Quando si parla di grandi imprenditori italiani da affiancare alla figura di Brovedani, non si può non citare la famiglia Benetton.

Ci sono diversi intrecci tra la nostra storia e la loro, a partire dall’anno di fondazione della Benetton, 1965, che per la Fissan è l’anno del trasferimento dal piccolo laboratorio sotto casa al grande stabilimento a Bagnoli della Rosandra.

Uno dei tratti caratteristici è il fatto che entrambe le ditte riuscirono a produrre grande indotto sul territorio anche grazie all’utilizzo iniziale della manodopera casalinga.

I grandi macchinari erano indispensabili, ma certi lavori potevano essere fatti solo mano. Alla Fissan, negli anni ’30, le macchine impastavano e c’era anche l’apparecchio per riempire i tubetti con la pasta, ma poi a confezionare erano le impiegate: chi voleva la sera si portava a casa tutto il materiale per il confezionamento. Si trattava di piegare in tre il bugiardino, avvolgere con esso il tubetto e infilare il tutto nella scatola dopo averla costruita, poi si legavano le confezioni con due strisce di carta in blocchi da 50. Il guadagno era di una lira a confezione, quindi 50 lire in circa un’ora e mezza di lavoro. A questo lavoro prendervano parte anche altre famiglie del quartiere di san Vito e san Giacomo.

Invece, in quel di Treviso,alle dipendenti venivano affidati alcuni lavori di rifinitura, svolti a domicilio dopo l’orario di lavoro, coinvolgendo anche i familiari.

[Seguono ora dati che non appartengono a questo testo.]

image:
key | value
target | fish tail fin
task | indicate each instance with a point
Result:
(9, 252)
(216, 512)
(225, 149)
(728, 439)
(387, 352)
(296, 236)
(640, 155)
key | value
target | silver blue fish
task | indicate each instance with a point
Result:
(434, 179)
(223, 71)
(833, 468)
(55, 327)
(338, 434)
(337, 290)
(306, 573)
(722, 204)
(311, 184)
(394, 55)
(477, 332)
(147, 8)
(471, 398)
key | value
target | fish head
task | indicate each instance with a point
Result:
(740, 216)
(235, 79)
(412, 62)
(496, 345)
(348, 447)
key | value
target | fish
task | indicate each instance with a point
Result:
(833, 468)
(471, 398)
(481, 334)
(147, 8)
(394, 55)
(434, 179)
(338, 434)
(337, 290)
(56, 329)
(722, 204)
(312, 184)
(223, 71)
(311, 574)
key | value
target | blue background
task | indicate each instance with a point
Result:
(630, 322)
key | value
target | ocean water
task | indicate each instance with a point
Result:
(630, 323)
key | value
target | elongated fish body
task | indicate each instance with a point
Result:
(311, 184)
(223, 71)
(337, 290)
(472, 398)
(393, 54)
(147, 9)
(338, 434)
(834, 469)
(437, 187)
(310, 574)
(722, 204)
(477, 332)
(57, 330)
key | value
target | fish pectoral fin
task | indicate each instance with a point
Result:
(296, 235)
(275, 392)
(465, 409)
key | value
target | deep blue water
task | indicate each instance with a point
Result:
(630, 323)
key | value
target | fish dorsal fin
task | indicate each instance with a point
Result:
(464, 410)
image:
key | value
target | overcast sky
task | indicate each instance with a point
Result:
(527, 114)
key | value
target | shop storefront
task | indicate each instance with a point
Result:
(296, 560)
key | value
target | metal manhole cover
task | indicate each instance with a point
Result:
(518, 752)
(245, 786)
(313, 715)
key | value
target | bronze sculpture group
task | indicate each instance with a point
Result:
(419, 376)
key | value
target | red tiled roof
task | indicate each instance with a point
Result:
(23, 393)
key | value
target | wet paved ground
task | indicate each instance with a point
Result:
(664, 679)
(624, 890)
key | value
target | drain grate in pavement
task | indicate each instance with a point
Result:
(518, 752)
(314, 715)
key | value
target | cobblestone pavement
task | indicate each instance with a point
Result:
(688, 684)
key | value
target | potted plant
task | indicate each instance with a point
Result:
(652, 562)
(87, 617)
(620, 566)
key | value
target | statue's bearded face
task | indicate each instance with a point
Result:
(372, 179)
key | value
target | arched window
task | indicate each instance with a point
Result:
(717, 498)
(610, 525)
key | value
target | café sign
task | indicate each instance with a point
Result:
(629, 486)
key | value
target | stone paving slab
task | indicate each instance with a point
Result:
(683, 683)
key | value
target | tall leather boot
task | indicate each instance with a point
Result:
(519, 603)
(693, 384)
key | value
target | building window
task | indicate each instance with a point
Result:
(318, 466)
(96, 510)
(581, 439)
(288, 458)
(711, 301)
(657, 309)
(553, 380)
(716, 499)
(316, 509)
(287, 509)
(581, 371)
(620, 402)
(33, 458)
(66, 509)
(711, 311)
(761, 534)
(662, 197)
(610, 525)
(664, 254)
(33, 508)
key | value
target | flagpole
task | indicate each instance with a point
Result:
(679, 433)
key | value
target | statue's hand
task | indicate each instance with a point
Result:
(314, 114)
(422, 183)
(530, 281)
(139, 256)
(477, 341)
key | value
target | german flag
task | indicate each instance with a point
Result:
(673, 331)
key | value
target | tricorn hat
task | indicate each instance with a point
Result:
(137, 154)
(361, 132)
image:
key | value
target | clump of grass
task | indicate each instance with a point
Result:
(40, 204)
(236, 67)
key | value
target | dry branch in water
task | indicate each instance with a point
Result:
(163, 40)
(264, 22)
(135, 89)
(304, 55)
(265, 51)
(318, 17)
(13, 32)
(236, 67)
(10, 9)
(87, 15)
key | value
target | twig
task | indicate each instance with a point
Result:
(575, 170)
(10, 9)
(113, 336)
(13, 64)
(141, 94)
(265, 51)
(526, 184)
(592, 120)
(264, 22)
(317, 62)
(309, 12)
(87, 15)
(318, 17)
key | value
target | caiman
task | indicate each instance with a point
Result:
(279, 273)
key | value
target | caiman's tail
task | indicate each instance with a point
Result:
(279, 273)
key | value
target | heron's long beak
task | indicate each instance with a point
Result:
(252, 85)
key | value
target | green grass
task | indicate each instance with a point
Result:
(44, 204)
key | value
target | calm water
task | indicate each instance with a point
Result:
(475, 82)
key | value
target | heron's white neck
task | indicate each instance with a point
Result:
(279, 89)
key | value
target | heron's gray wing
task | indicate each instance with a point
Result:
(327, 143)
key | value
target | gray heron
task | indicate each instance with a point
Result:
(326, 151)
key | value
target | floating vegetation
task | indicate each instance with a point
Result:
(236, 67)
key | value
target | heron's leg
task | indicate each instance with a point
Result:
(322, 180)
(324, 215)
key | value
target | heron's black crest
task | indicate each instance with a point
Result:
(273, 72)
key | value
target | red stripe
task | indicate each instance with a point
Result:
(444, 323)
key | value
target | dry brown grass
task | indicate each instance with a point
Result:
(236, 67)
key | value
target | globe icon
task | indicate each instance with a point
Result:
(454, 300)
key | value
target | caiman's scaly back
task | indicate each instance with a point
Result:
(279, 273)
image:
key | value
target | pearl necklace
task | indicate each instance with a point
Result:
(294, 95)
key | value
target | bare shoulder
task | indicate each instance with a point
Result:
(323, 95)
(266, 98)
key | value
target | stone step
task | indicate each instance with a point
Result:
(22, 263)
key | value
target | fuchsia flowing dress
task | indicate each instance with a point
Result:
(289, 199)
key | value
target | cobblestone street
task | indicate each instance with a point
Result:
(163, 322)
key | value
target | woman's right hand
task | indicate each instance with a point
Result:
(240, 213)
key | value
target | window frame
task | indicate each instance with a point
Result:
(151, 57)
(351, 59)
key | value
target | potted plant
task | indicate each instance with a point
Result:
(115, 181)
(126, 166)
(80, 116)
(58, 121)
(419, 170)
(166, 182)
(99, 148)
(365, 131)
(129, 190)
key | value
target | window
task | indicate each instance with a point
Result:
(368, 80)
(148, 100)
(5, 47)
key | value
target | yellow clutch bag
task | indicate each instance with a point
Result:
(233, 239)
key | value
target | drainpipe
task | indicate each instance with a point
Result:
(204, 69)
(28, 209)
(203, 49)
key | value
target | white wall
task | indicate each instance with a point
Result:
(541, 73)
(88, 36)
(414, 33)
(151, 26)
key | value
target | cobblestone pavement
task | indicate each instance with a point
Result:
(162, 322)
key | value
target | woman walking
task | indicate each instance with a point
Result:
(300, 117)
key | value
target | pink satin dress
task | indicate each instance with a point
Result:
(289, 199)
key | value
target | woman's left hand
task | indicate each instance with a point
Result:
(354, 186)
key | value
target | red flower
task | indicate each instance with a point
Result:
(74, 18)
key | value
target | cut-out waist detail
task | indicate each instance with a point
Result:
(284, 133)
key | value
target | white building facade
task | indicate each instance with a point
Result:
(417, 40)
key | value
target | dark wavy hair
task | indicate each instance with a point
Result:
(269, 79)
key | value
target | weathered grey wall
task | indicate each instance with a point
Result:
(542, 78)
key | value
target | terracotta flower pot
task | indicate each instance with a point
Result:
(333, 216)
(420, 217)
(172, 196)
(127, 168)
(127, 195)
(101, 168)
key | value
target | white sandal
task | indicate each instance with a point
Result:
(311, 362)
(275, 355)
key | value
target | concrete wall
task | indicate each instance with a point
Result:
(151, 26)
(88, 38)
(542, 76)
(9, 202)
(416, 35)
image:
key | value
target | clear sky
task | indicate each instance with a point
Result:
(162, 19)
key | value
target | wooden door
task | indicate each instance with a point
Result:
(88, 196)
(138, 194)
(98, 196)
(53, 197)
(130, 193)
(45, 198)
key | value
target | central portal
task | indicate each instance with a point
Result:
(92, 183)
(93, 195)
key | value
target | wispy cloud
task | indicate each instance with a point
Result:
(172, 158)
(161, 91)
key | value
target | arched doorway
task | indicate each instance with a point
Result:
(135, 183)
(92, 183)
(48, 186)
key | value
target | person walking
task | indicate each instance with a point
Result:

Poi, la legge 877/73 introdusse per la prima volta le norme per regolamentare il lavoro a domicilio, imponendo l’iscrizione dei lavoratori in appositi albi e standard più severi di sicurezza. Per i singoli lavoranti, lo sforzo di mettersi a norma era per lo più insostenibile, sicché l’esito del provvedimento fu quello di produrre un rapido ridimensionamento del fenomeno.